Türkbank ihalesini TV'de izledim. Hasan Özdemir ve Kutlu Aktaş'ı ayaıp 'Göz göre göre olur mu?' dedim
Niyazi Palabıyık, TBMM Soruşturma Komisyonu'na TÜRKBANK ihalesinin gerçekleştirilmesinden duyduğu isyanı da anlattı. İptal edilmesini beklediği ihalenin yapıldığını TV'den öğrenen Palabıyık, dönemin İstanbul Emniyet Müdürü Hasan Özdemir ile Valisi Kutlu Aktaş'ı arayarak uyardığını da söyledi. 1998 yılında Çakıcı'nın yakalanmasında görevlendirilen isimlerin başında gelen Palabıyık, Komisyon Başkanı Mustafa Demir'e şunları anlattı: ''Emniyet'e gönderdiğim 8 Haziran tarihli yazıda, 4 Haziran 1998 tarihi itibariyle Türk Ticaret Bankası ihalesine katılım süresi bitecek diyorum.
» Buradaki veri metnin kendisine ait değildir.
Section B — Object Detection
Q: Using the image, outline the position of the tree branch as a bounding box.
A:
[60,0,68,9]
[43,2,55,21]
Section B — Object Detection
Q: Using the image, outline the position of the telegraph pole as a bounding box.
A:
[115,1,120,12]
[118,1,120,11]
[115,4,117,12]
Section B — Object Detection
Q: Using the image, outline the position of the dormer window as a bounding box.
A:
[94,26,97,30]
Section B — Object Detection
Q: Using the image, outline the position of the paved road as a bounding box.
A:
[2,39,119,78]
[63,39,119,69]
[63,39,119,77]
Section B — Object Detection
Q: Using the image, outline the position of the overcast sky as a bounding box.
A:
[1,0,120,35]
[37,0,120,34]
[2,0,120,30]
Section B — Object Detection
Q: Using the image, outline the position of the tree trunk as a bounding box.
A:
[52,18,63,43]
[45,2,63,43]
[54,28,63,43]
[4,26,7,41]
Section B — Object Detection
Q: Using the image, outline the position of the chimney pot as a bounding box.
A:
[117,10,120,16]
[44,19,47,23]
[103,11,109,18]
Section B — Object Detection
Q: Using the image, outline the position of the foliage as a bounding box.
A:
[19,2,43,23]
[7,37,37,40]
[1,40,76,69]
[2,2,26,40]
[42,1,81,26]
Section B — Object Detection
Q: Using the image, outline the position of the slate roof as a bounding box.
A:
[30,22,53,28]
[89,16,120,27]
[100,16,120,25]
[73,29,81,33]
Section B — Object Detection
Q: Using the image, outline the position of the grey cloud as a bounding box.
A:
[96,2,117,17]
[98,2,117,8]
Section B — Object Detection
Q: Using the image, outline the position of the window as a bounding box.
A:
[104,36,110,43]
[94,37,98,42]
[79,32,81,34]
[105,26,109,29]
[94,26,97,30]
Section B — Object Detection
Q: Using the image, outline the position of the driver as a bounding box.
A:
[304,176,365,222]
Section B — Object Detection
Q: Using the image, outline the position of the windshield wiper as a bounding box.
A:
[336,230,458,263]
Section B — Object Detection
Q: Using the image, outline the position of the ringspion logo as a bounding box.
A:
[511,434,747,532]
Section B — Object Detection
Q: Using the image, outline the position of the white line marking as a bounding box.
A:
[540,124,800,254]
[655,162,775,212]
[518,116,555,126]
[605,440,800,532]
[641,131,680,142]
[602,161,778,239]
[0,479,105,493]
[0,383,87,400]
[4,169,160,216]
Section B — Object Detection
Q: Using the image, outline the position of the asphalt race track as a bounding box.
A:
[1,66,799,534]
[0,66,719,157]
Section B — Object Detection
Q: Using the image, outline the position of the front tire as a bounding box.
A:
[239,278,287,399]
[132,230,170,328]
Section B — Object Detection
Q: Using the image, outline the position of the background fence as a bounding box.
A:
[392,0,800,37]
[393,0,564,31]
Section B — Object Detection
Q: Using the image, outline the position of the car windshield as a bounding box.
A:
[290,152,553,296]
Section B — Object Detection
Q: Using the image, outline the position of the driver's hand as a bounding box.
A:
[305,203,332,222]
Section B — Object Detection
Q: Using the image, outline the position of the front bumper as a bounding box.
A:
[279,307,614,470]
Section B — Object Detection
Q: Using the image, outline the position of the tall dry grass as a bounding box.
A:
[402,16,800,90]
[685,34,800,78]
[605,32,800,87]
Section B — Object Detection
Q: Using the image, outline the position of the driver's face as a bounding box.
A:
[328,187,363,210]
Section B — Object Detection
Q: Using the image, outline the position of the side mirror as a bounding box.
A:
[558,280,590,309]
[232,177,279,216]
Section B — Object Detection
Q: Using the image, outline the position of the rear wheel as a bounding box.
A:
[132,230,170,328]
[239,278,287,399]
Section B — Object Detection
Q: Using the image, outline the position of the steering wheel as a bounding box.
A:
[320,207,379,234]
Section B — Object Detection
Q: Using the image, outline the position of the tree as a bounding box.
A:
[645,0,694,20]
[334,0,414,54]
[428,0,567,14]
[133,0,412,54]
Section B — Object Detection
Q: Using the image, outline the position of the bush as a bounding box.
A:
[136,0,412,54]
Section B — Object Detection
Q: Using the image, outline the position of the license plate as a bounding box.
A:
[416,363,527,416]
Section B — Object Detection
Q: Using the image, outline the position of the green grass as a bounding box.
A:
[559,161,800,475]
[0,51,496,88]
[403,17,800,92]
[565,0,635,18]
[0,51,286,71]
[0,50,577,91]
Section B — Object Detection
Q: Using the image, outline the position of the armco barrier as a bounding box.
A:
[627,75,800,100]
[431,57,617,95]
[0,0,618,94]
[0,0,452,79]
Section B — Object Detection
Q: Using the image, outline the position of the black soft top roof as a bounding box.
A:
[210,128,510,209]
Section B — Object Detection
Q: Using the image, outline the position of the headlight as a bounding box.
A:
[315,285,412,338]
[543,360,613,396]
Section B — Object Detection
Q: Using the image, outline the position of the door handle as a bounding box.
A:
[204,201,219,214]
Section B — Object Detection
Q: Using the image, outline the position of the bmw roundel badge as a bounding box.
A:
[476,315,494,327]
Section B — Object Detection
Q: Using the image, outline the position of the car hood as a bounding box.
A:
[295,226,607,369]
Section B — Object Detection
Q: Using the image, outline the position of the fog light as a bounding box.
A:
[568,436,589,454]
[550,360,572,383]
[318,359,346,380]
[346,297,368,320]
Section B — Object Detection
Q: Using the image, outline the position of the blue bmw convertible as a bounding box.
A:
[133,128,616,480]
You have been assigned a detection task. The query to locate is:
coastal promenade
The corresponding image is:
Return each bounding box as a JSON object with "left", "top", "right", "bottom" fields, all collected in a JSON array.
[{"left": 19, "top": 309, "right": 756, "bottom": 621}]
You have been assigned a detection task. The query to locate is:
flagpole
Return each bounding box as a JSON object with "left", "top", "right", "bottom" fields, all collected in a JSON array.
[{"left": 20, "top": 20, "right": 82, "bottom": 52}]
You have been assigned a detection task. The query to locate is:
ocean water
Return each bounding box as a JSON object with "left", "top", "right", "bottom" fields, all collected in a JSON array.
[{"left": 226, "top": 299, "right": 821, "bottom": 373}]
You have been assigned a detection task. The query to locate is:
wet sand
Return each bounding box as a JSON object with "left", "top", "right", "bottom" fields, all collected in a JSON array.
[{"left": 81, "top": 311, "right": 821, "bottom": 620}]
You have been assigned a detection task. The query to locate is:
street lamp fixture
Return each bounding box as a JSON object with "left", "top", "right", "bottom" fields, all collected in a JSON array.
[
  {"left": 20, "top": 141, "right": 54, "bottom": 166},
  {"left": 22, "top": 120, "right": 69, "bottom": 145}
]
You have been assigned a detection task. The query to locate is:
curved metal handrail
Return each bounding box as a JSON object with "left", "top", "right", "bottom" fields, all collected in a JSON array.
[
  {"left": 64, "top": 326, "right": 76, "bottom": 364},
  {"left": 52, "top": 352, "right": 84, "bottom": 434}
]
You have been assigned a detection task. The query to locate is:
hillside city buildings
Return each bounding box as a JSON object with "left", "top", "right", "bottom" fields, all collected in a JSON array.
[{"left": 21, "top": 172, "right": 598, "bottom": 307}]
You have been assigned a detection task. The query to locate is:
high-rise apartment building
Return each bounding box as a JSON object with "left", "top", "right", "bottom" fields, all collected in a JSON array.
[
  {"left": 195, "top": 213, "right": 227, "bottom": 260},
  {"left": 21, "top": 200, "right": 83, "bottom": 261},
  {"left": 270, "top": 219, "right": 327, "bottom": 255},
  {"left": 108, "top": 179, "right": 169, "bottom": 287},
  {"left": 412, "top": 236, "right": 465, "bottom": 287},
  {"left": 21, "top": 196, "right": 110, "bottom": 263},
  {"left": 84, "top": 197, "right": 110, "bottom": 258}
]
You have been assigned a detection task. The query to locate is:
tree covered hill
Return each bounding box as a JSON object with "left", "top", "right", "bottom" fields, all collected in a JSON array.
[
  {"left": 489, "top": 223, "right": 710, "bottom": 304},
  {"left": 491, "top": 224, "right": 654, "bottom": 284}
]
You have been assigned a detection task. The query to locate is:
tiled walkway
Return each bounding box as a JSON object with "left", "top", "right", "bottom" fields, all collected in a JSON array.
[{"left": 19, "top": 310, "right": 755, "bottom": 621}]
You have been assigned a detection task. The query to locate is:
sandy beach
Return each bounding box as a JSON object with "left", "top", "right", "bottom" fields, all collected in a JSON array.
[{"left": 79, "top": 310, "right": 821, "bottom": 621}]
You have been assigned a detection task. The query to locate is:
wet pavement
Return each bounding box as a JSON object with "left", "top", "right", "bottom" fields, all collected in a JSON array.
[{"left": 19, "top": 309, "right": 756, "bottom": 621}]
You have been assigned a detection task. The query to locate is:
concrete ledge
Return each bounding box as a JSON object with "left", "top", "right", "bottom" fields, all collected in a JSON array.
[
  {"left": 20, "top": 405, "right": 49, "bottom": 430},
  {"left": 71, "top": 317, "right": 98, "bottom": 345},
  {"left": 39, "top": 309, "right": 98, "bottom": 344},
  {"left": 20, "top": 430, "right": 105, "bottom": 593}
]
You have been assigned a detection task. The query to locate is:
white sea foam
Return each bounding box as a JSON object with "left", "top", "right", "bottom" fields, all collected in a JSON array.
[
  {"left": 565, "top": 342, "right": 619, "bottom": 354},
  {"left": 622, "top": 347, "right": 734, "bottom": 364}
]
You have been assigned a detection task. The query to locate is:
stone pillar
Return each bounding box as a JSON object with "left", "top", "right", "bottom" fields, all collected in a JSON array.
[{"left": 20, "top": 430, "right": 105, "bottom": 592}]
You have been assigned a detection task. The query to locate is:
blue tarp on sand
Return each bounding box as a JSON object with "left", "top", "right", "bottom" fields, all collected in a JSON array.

Bu tarih itibariyle anılan bankanın ihalesine katılmak için Erdoğan Demirören, Ali Balkaner'i sayıyorum, Emniyet'i ikaz ediyorum. Bilgileri zamanında ulaştırmıyorlarsa kabahat benim değil.'' Palabıyıkla komisyon başkanı arasındaki diyalog da tutanaklara şöyle yansıdı:
- İhaleyi televizyondan canlı canlı dinledim.
Ne hissetiniz?
- İlk isyanımı Hasan Özdemir Müdürüme söyledim. ''Bu göz göre göre niye böyle oluyor?'' dedim. Bununla ilgili bir sürü bilgi göndermişiz. Kutlu
Aktaş Valimizi de arayıp ''Sayın Valim, ihaleye ilişkin yazılar yazdık, buna rağmen bu ihale nasıl oluyor?'' dedim.
Ne dediler size?
- Sanıyorum hemen Bakanlığı aradılar.
O görüşmeyi ihalenin yapıldığı gün mü yaptınız?
- Evet. Çünkü televizyondan canlı olarak izledim.
Sayın Özdemir ve Sayın Vali o zaman İçişleri Bakanlığını aradığı noktasında size bir bilgi verdiler mi?
- Vermediler. Ben vicdanen rahatsız olduğum için çıkıp söyledim. Üzerime düşen sorumluluğu yaptım.